Federal Parliamentary Secretary for Foreign Affairs
- In office 27 September 2018 – 10 April 2022
- Prime Minister: Imran Khan

Member of the National Assembly of Pakistan
- In office 13 August 2018 – 11 August 2023
- Constituency: Reserved seat for women

Personal details
- Born: Lahore, Punjab, Pakistan
- Party: IPP (2023-present)
- Other political affiliations: PTI (2018-2023)
- Spouse: Nasir Abbas
- Children: Zainab Abbas

= Andleeb Abbas =

Pakistani politician

Andleeb Abbas is a Pakistani politician who has been a member of the National Assembly of Pakistan from August 2018 till January 2023.

==Political career==
She ran for the seat of the Senate of Pakistan as a candidate of Pakistan Tehreek-e-Insaf (PTI) in the 2018 Pakistani Senate election but was unsuccessful. She received 46 votes and lost the seat to Nuzhat Sadiq.

She was elected to the National Assembly of Pakistan as a candidate of PTI on a reserved seat for women from Punjab in the 2018 Pakistani general election.
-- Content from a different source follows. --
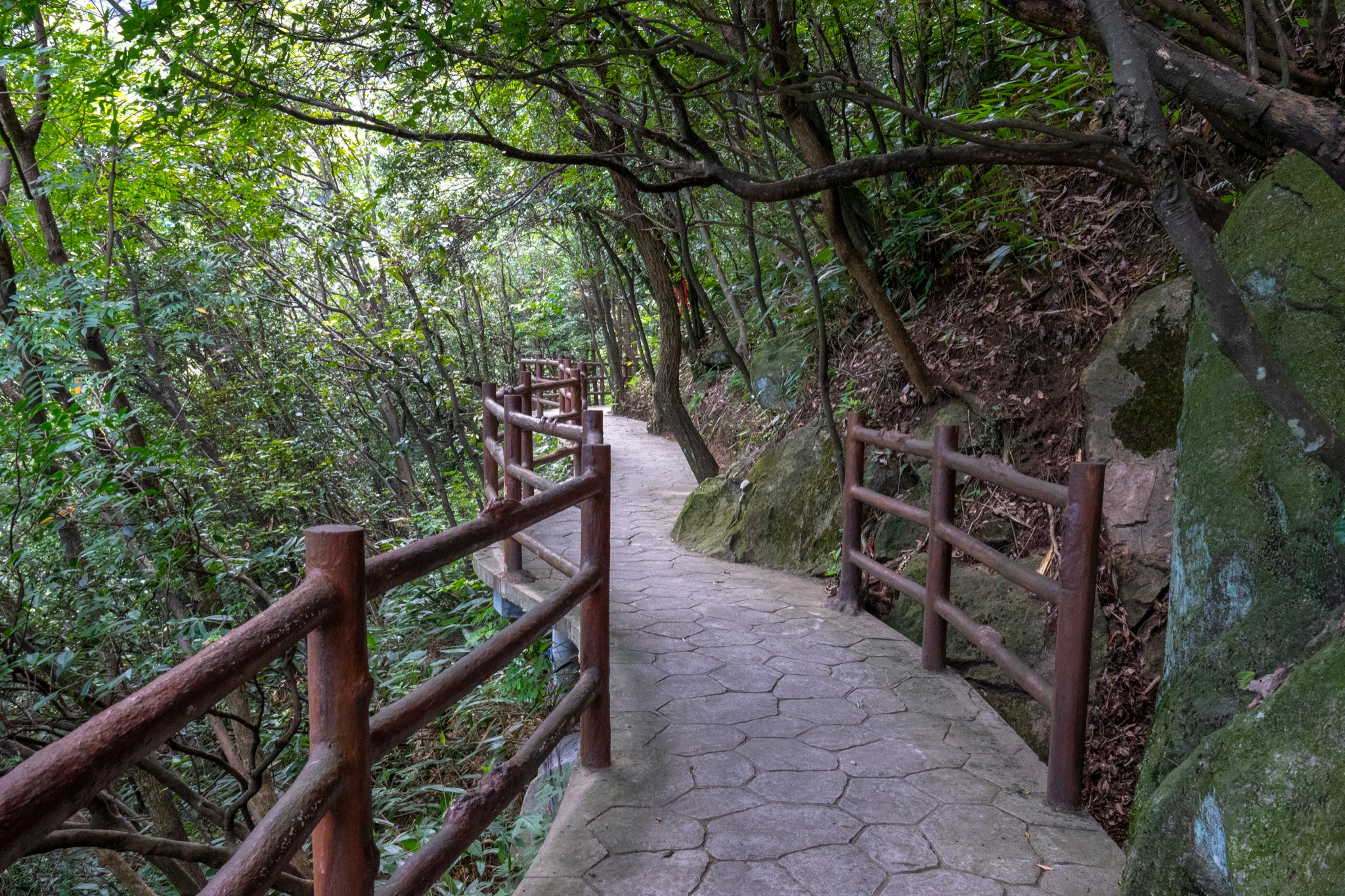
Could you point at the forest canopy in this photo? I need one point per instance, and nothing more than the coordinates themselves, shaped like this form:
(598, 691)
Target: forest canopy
(259, 258)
On 27 September 2018, Prime Minister Imran Khan appointed her as Federal Parliamentary Secretary for Foreign Affairs.

==Personal life==
Andleeb's husband Nasir Abbas is a former first-class cricketer who played for Faisalabad and Hafizabad as a bowler. They have a daughter, Zainab Abbas, who is a television sports presenter.